Overview
Rationale: Cesarean delivery (CD) rates are increasing rapidly worldwide. The consequences of cesarean section not only affect the next pregnancies such as uterine rupture or malplacentation but also cause many gynecological complications or infertility due to the formation of cesarean scar defect (CSD) or Niche. One of the major factors for Niche formation is the techniques of hysterotomy closure at the time of cesarean delivery. Most common hysterotomy closures include single and double layers closure. However, there is limited literature to prove which technique decreases niche creation and associated gynecological complications.
Objective: To compare the effect of uterine closure techniques during CD on the formation of Niche evaluated on transvaginal ultrasound and gynecological complications.
Study design: a double-blinded, single-center, randomized clinical trial.
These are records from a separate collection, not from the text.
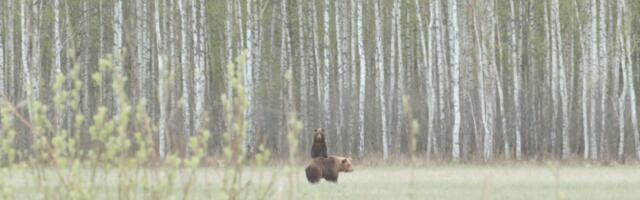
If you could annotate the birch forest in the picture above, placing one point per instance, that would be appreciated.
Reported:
(460, 80)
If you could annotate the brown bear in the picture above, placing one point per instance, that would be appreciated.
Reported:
(328, 168)
(319, 146)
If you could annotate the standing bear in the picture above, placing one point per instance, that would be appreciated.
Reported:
(319, 146)
(328, 168)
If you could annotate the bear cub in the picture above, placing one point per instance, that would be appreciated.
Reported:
(319, 146)
(328, 168)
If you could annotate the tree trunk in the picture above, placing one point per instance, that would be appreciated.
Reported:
(380, 82)
(594, 79)
(515, 61)
(363, 82)
(401, 68)
(455, 68)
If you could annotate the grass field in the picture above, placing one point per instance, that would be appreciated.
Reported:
(436, 182)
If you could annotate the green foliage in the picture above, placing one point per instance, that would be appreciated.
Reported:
(116, 161)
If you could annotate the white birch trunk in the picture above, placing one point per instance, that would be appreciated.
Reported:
(399, 107)
(199, 73)
(622, 64)
(316, 55)
(594, 79)
(631, 88)
(455, 79)
(302, 34)
(603, 72)
(10, 50)
(248, 81)
(516, 79)
(363, 82)
(228, 31)
(340, 55)
(162, 81)
(2, 59)
(26, 75)
(380, 82)
(36, 50)
(141, 37)
(326, 77)
(118, 25)
(557, 46)
(582, 38)
(427, 69)
(184, 55)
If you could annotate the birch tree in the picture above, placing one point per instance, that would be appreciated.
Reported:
(455, 79)
(363, 82)
(9, 70)
(594, 79)
(379, 59)
(199, 68)
(248, 81)
(26, 75)
(515, 51)
(557, 46)
(340, 55)
(603, 72)
(397, 17)
(620, 55)
(326, 77)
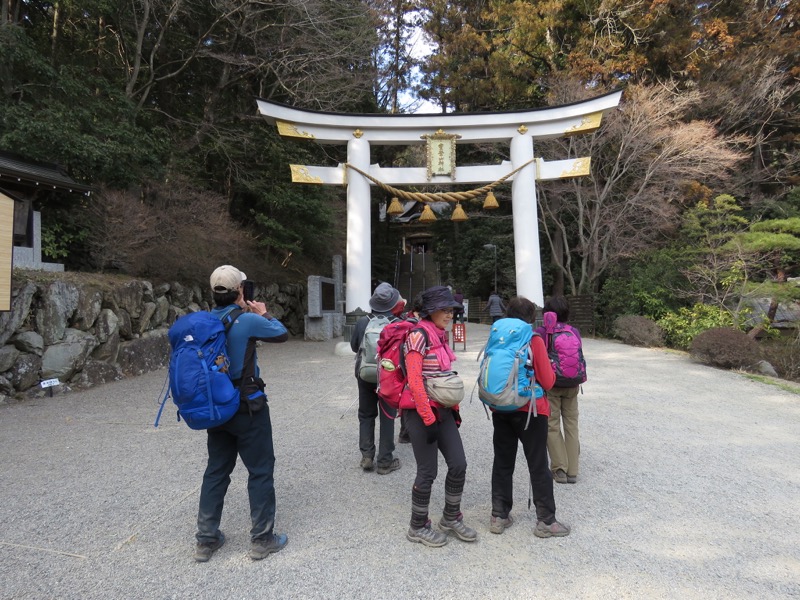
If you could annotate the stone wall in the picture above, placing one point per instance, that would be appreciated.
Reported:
(86, 334)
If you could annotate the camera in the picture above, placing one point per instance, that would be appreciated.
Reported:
(248, 290)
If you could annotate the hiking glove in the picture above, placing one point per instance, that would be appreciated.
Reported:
(433, 432)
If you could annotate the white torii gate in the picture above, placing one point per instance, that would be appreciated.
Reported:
(519, 128)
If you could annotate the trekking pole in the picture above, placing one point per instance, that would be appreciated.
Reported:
(346, 410)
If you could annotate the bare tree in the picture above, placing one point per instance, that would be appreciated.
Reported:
(642, 158)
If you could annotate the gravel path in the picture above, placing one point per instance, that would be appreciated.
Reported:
(689, 488)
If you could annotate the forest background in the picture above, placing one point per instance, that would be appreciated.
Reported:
(692, 211)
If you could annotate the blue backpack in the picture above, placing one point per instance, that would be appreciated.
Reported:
(506, 381)
(199, 382)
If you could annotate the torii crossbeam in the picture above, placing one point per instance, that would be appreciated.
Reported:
(518, 128)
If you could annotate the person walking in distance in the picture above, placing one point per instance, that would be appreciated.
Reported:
(387, 306)
(249, 433)
(564, 449)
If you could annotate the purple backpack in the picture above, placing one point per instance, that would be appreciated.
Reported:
(565, 350)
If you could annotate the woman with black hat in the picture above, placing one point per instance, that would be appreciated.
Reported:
(433, 428)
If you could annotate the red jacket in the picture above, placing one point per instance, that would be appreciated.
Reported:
(543, 372)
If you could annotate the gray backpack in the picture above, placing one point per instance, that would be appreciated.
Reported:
(368, 371)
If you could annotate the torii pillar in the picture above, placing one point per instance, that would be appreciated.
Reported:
(517, 128)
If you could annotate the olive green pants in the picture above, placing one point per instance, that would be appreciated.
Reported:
(564, 448)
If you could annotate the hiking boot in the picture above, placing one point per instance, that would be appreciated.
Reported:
(560, 476)
(555, 529)
(468, 534)
(392, 466)
(261, 549)
(499, 524)
(427, 536)
(204, 550)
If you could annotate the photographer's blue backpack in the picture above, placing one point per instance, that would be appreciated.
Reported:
(199, 382)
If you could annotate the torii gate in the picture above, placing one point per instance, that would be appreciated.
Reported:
(519, 128)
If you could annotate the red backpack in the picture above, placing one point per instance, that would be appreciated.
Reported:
(391, 361)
Setting: Hanoi Obstetrics & Gynecology Hospital (HOGH), Viet Nam. Study population: All women at gestational age ≥ 37 0/7 weeks who undergo a primary CD (planned or unplanned).
Intervention: After informed consent, women will be randomized to either unlocked single layer closure or unlocked double-layer closures of cesarean uterine scar in a 1:1 ratio Primary outcome: The proportion of Niche over time (at 6, 12, 18, 24 months after CD) in the two groups.
Power calculation: A sample size of 389 women is needed for each group. Nature and extent of the burden and risks associated with participation, benefit, and group relatedness: Both uterine closure methods followed by the Vietnam Ministry of Health (VN-MOH), transvaginal ultrasound is also not harmful. It is believed that there are no potential increased risks to patients taking part in this trial because of the standard care and management they receive.
Description
Pregnancies at term, indicated for cesarean delivery for the first time, will be fully consulted information related to this study before surgery. Written consent will be obtained from each eligible pregnant woman before randomization into the study.
After signing the informed consent form, eligible women will be randomly assigned in a 1:1 ratio to receive either single-layer closure or double-layer closure, using block randomization with a variable block size of 4, 6. The computer-generated random list will be prepared by an independent statistician who has no other involvement in the study. To ensure allocation concealment, opaque and sealed envelopes will be prepared and controlled by two administrative staff in the Clinical Trial Unit who have no involvement in clinical work. Whenever there is an eligible participant, these two staff will hand over the envelope in sequence to the clinician. As the result, surgeons will not be blinded, but participants and sonographers will be unaware of closure techniques. Apart from randomization, patients will be followed up and treated according to local protocol.
The cesarean section with two uterine scar closure techniques will be performed by well-trained obstetricians. Participants and sonographers will be blinded for the closure technique.
Intervention (double-layer closure) In both study groups, women will undergo a CD following a standard way with respect to the mode of hysterotomy, non-closure of the peritoneum. In the intervention group, double-layer closure of the uterus will be performed using unlocked multifilament continuous running sutures for both layers and the endometrial layer will be included in the first layer. The second layer is a continuous running suture that imbricates the first layer.
Control group (single-layer closure) The control group will receive a single-layer closure using unlocked continuous running multifilament sutures and the endometrial layer will be included.
Complication during surgery
The cases that have complications during surgery will be excluded from the study. Complications encompass:
- Maternal mortality
- Maternal admitted ICU
- Hysterectomy
- Damage to internal organs (bowel, bladder or ureters).
- Complications during postoperative period requiring further surgery. Follow-up Participants will be contacted via telephone to notify about follow-up visits within 10 days of the first day of every menstrual cycle at 6 months, 12 months, 18 months, 24 months (give or take 2 weeks).
Every regular follow-up visit, the participants will be examined and transvaginal ultrasound followed by saline infusion sonohysterography to evaluate Niche. The ultrasound evaluation is standardized as proposed by the latest standard of ISUOG(2019).
Reproductive outcomes at two years follow-up: Percentage of women that conceived at any time during the follow-up duration, time of conception, and results of said pregnancies (ongoing pregnancy, terminated pregnancy due to medical/ social indication).
Niche evaluation Every regular follow-up visit, the participants will be examined and transvaginal ultrasound followed by sonohysterography to evaluate Niche. The Niche evaluation is standardized as proposed by the latest standard of ISUOG(2019).
Eligibility
Inclusion Criteria:
- Pregnant women who undergo a primary CD (planned or unplanned)
- Age ≥ 18 years.
- Gestational age ≥ 37 0/7 weeks
Exclusion Criteria:
- Previous major uterine surgery (e.g. laparoscopic or laparotomic fibroid resection, septum resection).
- Women with abnormal menstrual bleeding (e.g. cervical dysplasia, communicating hydrosalpinx, uterine anomaly or endocrine disorders disturbing ovulation, drugs, polyps, fibroids, etc.).
- Women with dysmenorrhea, dyspareunia, suprapubic pain.
- Abnormal placenta: Placenta privia, Placenta percreta… in the current pregnancy.